By David Ignatius
Washington PostMay 17, 2002
The Bush administration has had an unpleasant lesson during the past two weeks in the politics of hypocrisy in trade policy. Unless it acts quickly, it's in danger of losing control over trade to a Congress whose line is, at bottom: If the president can be protectionist, why can't I?
The Bush administration set this cycle of hypocrisy in motion in March, when the president chose politics over principle and imposed steel tariffs. Predictably, that has spawned a feeding frenzy of protectionism on Capitol Hill -- in which each member wants to show his constituents that he, too, is ready to sell out global trade for the sake of politically powerful interests back home.
The latest example of this downward spiral was Tuesday's Senate vote to reject fast-track authority for the president to negotiate trade agreements unless Congress has the right to veto any dilution of anti-dumping and other trade remedy laws. This amendment, which would effectively gut the trade negotiating process, had broad bipartisan support in a body that traditionally has been a defender of free trade.
The previous week Congress had passed an appalling farm bill that is worse than anything Europe's agricultural protectionists have dared to propose in years. The administration officially disapproved, but its resistance was lame and ineffectual. As a result, the president signed an anti-market bill that will raise farm subsidies by more than 80 percent and abandon the previous decade's effort to kill off this wasteful spending.
Bush sadly doesn't have anyone to blame for this unraveling of trade policy but himself -- and his White House political savant, Karl Rove. You increasingly get the sense that what really matters in Washington these days is the 2004 electoral map in Rove's head. If a decision looks like it will expand the number of states that will vote Republican, then it's good.
Unfortunately, the politics of hypocrisy is global. It's a godsend for protectionists in Europe and Asia to see the recent antics in Washington, for it allows them to play politics, too. Even communists now feel free to lecture to this administration about the free market! "Advanced economies which once preached free trade are now undermining free trade," said Chinese trade minister Shi Guangsheng after the steel tariffs were announced.
Since it was Bush's decision on steel tariffs that began this miserable process, it's worth revisiting that decision to understand how it went so badly wrong. For it appears this was, quite literally, a case of policy by opinion poll.
I'm told that the steel-lobbying coalition commissioned private polls in key steel states such as West Virginia, Pennsylvania and Ohio. The polls documented how Bush and the Republicans would gain from enacting the steel tariffs. These numbers were then presented to Rove and other White House aides.
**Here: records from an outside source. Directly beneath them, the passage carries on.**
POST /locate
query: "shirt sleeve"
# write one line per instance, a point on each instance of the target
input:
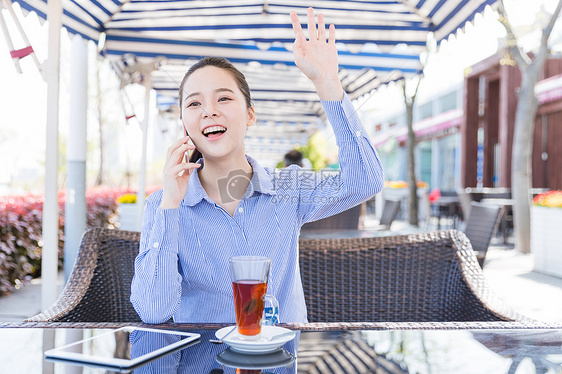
(156, 285)
(360, 176)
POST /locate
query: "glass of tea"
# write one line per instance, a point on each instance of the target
(249, 283)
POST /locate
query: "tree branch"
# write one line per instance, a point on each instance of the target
(520, 57)
(543, 48)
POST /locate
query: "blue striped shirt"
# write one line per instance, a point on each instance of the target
(182, 268)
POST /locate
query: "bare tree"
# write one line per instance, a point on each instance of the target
(409, 102)
(521, 173)
(99, 179)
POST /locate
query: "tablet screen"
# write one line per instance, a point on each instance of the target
(124, 349)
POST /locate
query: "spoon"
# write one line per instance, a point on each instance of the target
(220, 341)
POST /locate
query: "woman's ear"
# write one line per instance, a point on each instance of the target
(251, 117)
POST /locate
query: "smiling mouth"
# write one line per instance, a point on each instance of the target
(214, 131)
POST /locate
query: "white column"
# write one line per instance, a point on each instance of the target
(141, 193)
(75, 208)
(50, 204)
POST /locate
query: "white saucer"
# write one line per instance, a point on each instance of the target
(278, 358)
(258, 346)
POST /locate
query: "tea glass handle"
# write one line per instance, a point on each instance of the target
(271, 314)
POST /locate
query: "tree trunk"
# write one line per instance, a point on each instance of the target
(521, 173)
(411, 164)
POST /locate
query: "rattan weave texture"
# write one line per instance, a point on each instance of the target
(409, 278)
(100, 284)
(431, 277)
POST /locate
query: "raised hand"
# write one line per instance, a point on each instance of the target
(177, 173)
(316, 57)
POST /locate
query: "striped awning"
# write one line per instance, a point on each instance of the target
(386, 23)
(378, 41)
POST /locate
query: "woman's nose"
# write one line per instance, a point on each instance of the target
(209, 111)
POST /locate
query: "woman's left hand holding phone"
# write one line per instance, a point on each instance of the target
(177, 171)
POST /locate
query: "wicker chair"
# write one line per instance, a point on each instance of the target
(482, 222)
(415, 278)
(100, 283)
(427, 277)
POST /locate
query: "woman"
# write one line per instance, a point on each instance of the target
(225, 204)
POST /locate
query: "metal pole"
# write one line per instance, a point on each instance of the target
(75, 208)
(50, 205)
(141, 193)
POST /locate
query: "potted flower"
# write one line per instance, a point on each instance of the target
(546, 236)
(128, 212)
(398, 190)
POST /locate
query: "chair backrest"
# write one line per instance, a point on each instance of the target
(99, 286)
(410, 278)
(415, 278)
(389, 212)
(465, 199)
(481, 225)
(346, 220)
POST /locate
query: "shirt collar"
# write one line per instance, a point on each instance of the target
(261, 182)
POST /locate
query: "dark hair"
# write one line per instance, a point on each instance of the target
(293, 157)
(221, 63)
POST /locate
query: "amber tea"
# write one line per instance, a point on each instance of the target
(249, 303)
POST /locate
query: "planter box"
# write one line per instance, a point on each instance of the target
(129, 217)
(546, 239)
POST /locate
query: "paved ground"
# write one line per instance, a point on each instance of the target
(509, 273)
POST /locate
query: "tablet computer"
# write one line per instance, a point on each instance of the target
(124, 349)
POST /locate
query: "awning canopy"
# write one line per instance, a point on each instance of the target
(386, 23)
(379, 41)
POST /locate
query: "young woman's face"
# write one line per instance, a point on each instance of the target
(214, 112)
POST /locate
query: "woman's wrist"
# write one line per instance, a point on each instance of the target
(167, 204)
(329, 90)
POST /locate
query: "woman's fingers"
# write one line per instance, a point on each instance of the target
(178, 154)
(176, 145)
(179, 170)
(321, 28)
(311, 25)
(297, 29)
(332, 35)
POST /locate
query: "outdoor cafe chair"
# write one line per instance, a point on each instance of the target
(425, 277)
(349, 219)
(410, 278)
(482, 222)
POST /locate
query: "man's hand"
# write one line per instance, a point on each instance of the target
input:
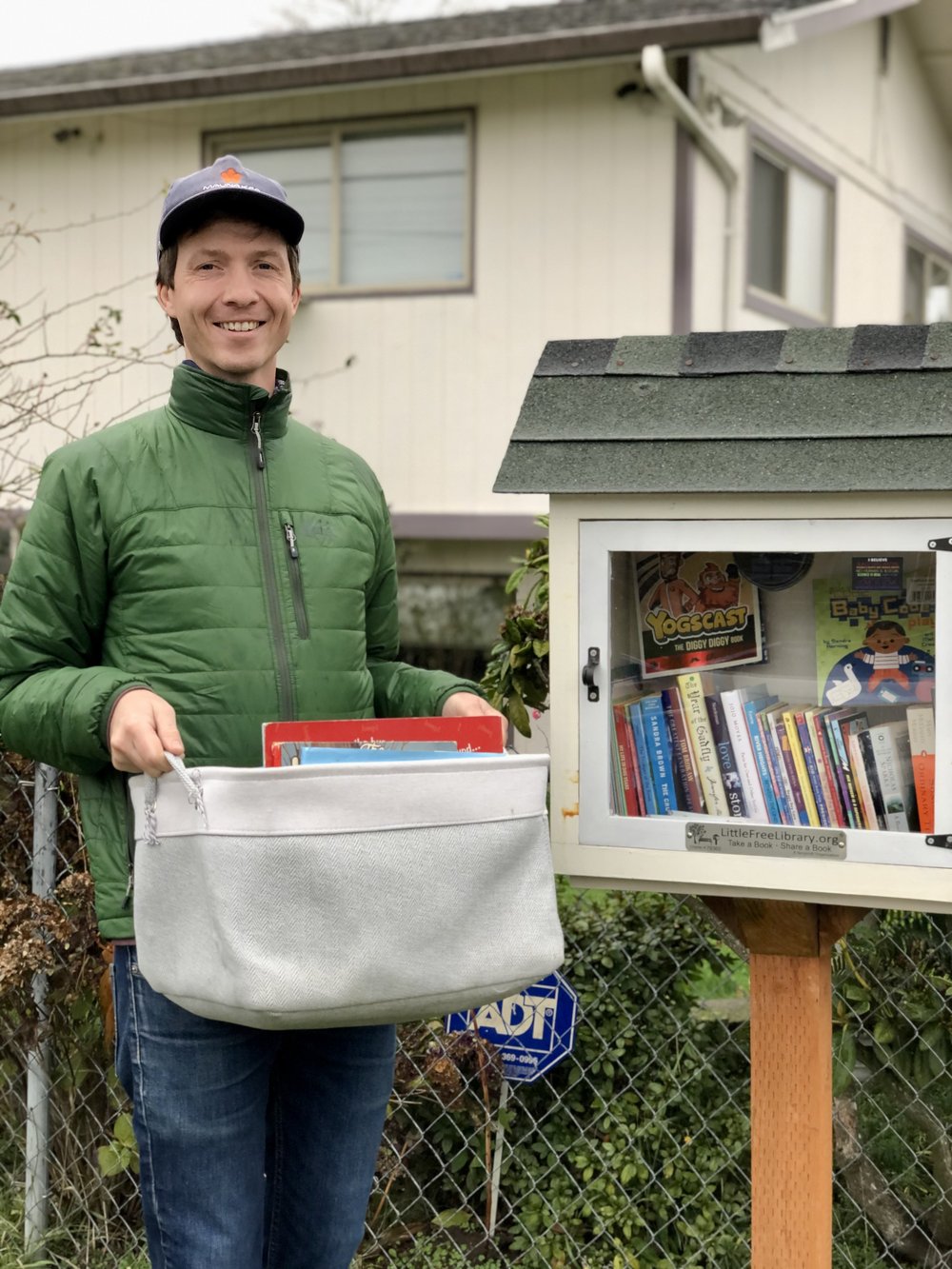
(466, 704)
(141, 726)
The political case was so potent that the president overruled his chief economic advisers, including Treasury Secretary Paul O'Neill.
The steel story is actually weirder than this last, craven chapter. It begins in the first weeks of the Bush administration, when O'Neill privately warned the president that the steel industry would be a problem. Because of global overcapacity, pressure was building for new protective tariffs, O'Neill advised. He had just moved to Washington from Pittsburgh, and he asked the president to let him try to find a creative solution to the steel problem before the protectionist pressures got any stronger.
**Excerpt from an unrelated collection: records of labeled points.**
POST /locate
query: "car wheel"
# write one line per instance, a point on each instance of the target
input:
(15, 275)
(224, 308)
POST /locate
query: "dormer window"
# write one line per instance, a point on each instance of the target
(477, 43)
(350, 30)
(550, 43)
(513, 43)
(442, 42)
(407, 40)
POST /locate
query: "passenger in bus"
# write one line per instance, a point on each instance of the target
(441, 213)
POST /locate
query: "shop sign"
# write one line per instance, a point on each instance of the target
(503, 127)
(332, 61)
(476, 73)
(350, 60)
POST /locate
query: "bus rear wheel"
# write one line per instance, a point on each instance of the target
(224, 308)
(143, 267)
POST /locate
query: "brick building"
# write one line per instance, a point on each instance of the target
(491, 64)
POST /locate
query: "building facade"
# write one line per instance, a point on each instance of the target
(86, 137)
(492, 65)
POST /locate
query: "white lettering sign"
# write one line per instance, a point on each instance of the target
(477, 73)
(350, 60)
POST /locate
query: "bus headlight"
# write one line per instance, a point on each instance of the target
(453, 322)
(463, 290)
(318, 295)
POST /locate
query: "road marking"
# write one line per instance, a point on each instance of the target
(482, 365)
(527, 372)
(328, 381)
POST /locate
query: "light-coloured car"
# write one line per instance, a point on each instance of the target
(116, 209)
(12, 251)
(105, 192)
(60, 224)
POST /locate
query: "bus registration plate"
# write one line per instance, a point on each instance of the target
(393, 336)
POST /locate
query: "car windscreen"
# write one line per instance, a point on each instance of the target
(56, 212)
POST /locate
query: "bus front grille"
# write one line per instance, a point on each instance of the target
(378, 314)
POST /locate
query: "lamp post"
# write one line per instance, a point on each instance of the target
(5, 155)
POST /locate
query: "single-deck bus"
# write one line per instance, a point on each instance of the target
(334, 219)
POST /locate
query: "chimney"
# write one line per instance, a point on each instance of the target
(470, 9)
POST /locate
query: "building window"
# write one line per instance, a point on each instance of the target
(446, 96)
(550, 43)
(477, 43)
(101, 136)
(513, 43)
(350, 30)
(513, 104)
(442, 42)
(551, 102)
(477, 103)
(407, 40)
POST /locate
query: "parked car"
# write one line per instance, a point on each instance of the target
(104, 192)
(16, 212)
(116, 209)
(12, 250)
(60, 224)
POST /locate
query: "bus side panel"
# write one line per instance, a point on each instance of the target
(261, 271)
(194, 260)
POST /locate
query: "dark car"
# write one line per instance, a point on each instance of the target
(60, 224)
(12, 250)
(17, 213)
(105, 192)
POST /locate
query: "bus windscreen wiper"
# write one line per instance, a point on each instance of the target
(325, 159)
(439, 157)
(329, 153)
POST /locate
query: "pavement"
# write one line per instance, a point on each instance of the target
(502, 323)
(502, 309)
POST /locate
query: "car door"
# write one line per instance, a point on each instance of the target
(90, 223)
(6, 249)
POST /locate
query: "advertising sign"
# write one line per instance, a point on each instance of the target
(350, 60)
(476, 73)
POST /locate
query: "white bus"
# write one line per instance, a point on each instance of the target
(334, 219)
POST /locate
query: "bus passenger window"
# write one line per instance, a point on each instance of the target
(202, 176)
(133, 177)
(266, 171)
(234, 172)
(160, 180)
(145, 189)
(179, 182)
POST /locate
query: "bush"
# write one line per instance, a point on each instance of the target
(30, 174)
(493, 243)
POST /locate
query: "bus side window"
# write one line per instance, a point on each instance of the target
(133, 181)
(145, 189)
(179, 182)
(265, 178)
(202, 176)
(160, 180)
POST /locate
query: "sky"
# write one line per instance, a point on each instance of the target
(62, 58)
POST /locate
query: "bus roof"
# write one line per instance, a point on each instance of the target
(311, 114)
O'Neill had led a successful effort at Alcoa to reduce excess capacity in the global aluminum industry, largely by buying decrepit plants abroad and closing them. He wanted to try something similar in steel.
He knew he would need numbers to prove his case about overcapacity, so he commissioned a quick study of the global steel industry from a leading strategic consulting group in Boston. Its report concluded that the world had 35 percent more steel-making capacity than it needed, and that a significant part of that excess capacity was in the United States.
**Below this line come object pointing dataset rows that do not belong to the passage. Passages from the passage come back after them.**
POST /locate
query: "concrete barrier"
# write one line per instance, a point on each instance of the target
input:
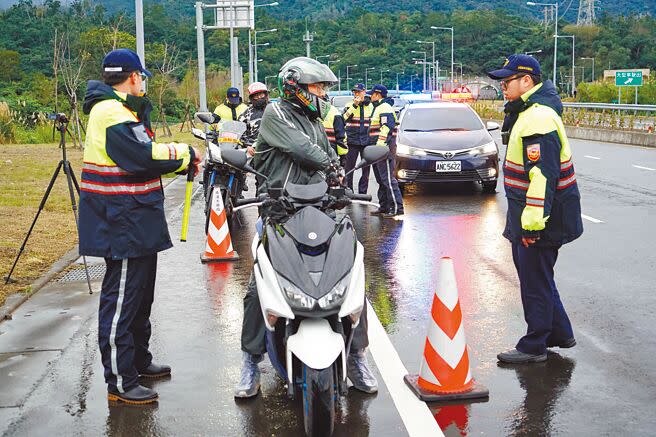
(633, 138)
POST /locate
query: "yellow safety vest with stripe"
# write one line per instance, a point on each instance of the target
(357, 119)
(382, 130)
(121, 195)
(539, 177)
(227, 112)
(335, 131)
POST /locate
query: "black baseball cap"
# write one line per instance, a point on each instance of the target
(382, 89)
(123, 60)
(516, 64)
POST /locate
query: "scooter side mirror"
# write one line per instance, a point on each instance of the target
(207, 117)
(237, 158)
(198, 134)
(373, 154)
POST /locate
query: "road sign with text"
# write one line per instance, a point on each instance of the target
(628, 78)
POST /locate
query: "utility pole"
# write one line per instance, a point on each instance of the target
(552, 5)
(308, 38)
(141, 51)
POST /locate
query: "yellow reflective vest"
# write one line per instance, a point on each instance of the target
(228, 112)
(539, 177)
(121, 212)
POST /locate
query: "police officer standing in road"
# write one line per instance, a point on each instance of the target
(232, 108)
(544, 210)
(258, 94)
(357, 116)
(293, 147)
(122, 219)
(336, 133)
(382, 132)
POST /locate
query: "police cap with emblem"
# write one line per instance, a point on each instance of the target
(123, 60)
(516, 64)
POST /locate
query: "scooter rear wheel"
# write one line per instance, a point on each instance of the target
(318, 401)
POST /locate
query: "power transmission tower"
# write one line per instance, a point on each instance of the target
(586, 13)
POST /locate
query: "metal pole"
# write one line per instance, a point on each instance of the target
(555, 43)
(255, 70)
(200, 42)
(452, 60)
(138, 10)
(573, 68)
(250, 59)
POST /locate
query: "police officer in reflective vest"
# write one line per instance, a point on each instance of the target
(382, 132)
(336, 133)
(122, 219)
(544, 210)
(357, 116)
(232, 108)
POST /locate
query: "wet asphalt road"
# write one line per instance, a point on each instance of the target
(606, 385)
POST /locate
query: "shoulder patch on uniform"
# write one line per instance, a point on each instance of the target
(139, 131)
(533, 152)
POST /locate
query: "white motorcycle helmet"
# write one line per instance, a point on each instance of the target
(294, 78)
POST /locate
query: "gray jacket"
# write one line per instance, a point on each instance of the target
(291, 148)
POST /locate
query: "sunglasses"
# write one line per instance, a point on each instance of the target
(504, 83)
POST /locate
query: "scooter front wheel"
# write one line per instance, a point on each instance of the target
(318, 401)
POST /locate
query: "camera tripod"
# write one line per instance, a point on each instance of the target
(61, 124)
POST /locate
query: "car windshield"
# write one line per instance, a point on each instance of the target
(341, 101)
(436, 119)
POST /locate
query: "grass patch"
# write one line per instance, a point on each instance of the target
(25, 170)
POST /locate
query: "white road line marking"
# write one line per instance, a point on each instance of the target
(592, 219)
(415, 414)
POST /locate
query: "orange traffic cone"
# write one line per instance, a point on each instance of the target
(444, 373)
(219, 243)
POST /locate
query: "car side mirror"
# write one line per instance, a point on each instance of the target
(492, 125)
(207, 117)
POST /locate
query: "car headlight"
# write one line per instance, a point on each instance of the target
(335, 297)
(485, 149)
(295, 296)
(402, 149)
The Treasury secretary's idea was that instead of protectionism, U.S. steel companies should join with their counterparts around the world and find an orderly way to reduce capacity, perhaps under the auspices of the Organization for Economic Cooperation and Development. The alternative, he suspected, would either be protectionist tariffs or a price war that would shake out the excess capacity the hard way -- by driving more steel companies into bankruptcy.
I'm not sure O'Neill's approach made sense. It was the sort of grand "industrial policy" that gives free marketeers the jitters. But we'll never know. Because the steel lobby decided not to waste time with big, woolly ideas and instead to go for the political jugular.
Rove got the message. The president caved on his principles and, in my view, fundamentally weakened his administration.
A born conniver like Lyndon Johnson or Bill Clinton might get caught doing a backroom deal, but that was to be expected. They practically advertised their malleability. But Bush has pretended to be a different sort of animal. He's a moralizer, who uses words like "good" and "evil" in policy debates. That makes it especially dangerous for him to play politics on issues that matter.
If Bush wants to get his trade and economic policy back on track, he must vow never again to do what he did in steel.